New economy and fiscal policy minister Nobuteru Ishihara vowed Friday to pour his utmost efforts into Abenomics and ease public anxiety over the economy after Akira Amari’s sudden resignation.
“I will work hard to accomplish Abenomics so that more people can actually feel the benefits of a positive growth cycle,” Ishihara said at his first news conference a day after Prime Minister Shinzo Abe appointed him to replace the scandal-sunk Amari.
“I will put my heart and soul into on it,” he said.
Admitting the public is anxious about the future of the economy after Amari, one of the architects of Abe’s unorthodox deflation-busting strategy, based on the Bank of Japan’s unprecedented and aggressive quantitative monetary easing, Ishihara pledged to brush off such concerns.
Ishihara, a longtime associate of Abe and the eldest son of outspoken former Tokyo Gov. Shintaro Ishihara, is known as a policy-oriented politician but his experience on economic and trade matters is limited.
Concern also remains over whether Ishihara can hit the ground running on the transformative Trans-Pacific Partnership, the 12-nation free trade agreement hammered out last year. Amari was the only Cabinet member privy to the closed-door negotiations.

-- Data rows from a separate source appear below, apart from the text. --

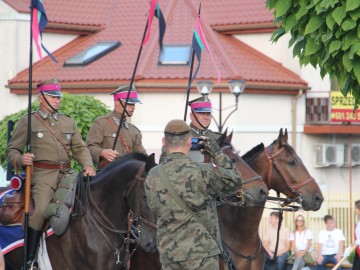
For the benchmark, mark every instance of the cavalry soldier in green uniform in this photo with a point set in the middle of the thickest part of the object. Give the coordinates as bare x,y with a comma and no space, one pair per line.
53,136
200,117
182,193
101,136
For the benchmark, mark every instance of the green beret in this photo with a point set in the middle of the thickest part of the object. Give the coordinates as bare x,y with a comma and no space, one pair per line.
177,127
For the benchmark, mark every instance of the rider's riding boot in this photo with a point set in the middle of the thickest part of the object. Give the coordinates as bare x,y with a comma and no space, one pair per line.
33,240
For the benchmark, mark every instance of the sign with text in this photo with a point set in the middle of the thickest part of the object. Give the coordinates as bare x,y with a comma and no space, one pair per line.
342,108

Ishihara, 58, was formerly a TV reporter. He has held various posts in the Cabinet, including land and infrastructure minister and minister for administrative reform. He also unsuccessfully ran for the Liberal Democratic Party’s presidential races in 2008 and 2012.
Like his nationalist father, former Tokyo Gov. Shintaro Ishihara, he has come under fire a few times for making controversial remarks.
In 2014, when he was environment chief, he told reporters money would eventually convince residents near the crippled Fukushima No. 1 nuclear plant to host storage sites for radiation-tainted waste.